The HAT Living Labs (HALL) is an experimental environment or ‘sandbox’ within the HAT live ecosystem environment where individuals volunteer their data to participate for the wider purpose of research; to exchange data and co-create innovations as well as test out business and economic models of data exchanges.*
Funded through a £1.2m research grant from the Engineering and Physical Sciences Research Council (EPSRC) to the Universities of Warwick, Cambridge, Surrey and West of England, HALL is all about Business Model Innovation within the HAT ecosystem.
Innovation in business models is a challenge, as its proof has to be in a live environment with real users and real transactions; it cannot be tested within a traditional ‘lab’ or a research space setting. A Living Lab approach ensures that experiments can occur within a live environment, but also that research is applied under controlled conditions to draw insights, create new knowledge and generate the innovations.
The rationale behind the HALL’s principles is to support the involvement of real users in real‐life environments, where these users, together with researchers, developers, and companies work together in the development of new solutions, goods, services and business models. By using the business and innovation Living Lab principles, the HALL will support an open innovation process for all involved stakeholders, especially end users, with their needs as a driving force for innovation.
The HALL will focus on HAT data exchanges within the retail industry through the HALL’s partners including Tesco, Hollywood Elite Music, Sky, Hearst, and Methods. Technological support will be provided by HATDEX, the operational arm of the HAT Foundation, and IBM.

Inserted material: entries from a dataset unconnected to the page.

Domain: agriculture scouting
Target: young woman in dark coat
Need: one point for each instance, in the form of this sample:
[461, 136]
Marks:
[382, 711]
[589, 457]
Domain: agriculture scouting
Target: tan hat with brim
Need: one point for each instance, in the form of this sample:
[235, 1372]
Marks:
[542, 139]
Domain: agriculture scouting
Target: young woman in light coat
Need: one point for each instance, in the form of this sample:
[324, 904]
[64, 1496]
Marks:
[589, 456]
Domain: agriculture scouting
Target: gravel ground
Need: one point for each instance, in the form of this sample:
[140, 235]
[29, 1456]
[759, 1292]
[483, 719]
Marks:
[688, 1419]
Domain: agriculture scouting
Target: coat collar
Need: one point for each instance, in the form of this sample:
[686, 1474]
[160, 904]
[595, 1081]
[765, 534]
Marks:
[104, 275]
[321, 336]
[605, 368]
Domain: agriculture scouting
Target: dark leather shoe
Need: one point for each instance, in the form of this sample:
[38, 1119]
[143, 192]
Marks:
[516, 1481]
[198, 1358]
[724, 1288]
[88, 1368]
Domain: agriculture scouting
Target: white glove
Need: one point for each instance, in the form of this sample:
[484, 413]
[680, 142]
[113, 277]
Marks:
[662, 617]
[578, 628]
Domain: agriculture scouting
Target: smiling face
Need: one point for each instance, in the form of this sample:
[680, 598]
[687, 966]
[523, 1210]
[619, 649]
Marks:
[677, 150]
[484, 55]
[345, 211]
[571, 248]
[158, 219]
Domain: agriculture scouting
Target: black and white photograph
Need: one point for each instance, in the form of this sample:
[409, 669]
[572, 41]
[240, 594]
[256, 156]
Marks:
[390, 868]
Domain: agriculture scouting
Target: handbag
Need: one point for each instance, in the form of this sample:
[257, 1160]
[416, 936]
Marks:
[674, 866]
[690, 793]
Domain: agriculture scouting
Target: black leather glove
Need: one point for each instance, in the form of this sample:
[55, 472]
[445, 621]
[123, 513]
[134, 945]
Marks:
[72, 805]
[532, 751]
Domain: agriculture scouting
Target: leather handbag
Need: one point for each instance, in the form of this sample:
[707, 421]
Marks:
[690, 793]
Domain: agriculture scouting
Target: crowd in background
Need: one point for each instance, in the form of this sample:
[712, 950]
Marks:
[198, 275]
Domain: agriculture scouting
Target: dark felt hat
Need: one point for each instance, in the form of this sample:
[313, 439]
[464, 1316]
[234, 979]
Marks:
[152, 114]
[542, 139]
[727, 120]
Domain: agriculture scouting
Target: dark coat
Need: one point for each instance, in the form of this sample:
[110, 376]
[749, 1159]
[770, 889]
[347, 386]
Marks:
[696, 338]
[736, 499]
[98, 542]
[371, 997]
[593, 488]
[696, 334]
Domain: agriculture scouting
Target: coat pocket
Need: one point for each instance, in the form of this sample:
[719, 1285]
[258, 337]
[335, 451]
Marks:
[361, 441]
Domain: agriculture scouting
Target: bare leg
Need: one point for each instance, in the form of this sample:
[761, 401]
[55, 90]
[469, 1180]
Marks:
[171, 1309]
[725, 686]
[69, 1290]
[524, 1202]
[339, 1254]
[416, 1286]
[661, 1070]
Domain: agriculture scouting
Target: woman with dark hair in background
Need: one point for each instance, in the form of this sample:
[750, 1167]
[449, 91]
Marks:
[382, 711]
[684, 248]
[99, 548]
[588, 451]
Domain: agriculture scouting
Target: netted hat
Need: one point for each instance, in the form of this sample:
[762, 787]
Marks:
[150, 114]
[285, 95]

*The HALL research project has no access to any personal data outside of the HALL-specific sandbox and volunteers to the HALL project offer their data through the normal data debit system on their HATs.
Invitation to Research
The HALL is inviting proposals for research on its empirical platform for the understanding of service systems, markets, innovation and economic/business models. Types of data available for analysis include:
- Trading of personal data by popularity (data points and combinations)
- Average price of trades against popular data points combinations
- Characteristics of trading among demographic groups
- Trading patterns according to various industries or even companies
- Data on ecosystem stakeholders, strategies, decisions pertaining to the innovation, management, support and roll out of the platform through emails, discussions, interviews, minutes and notes.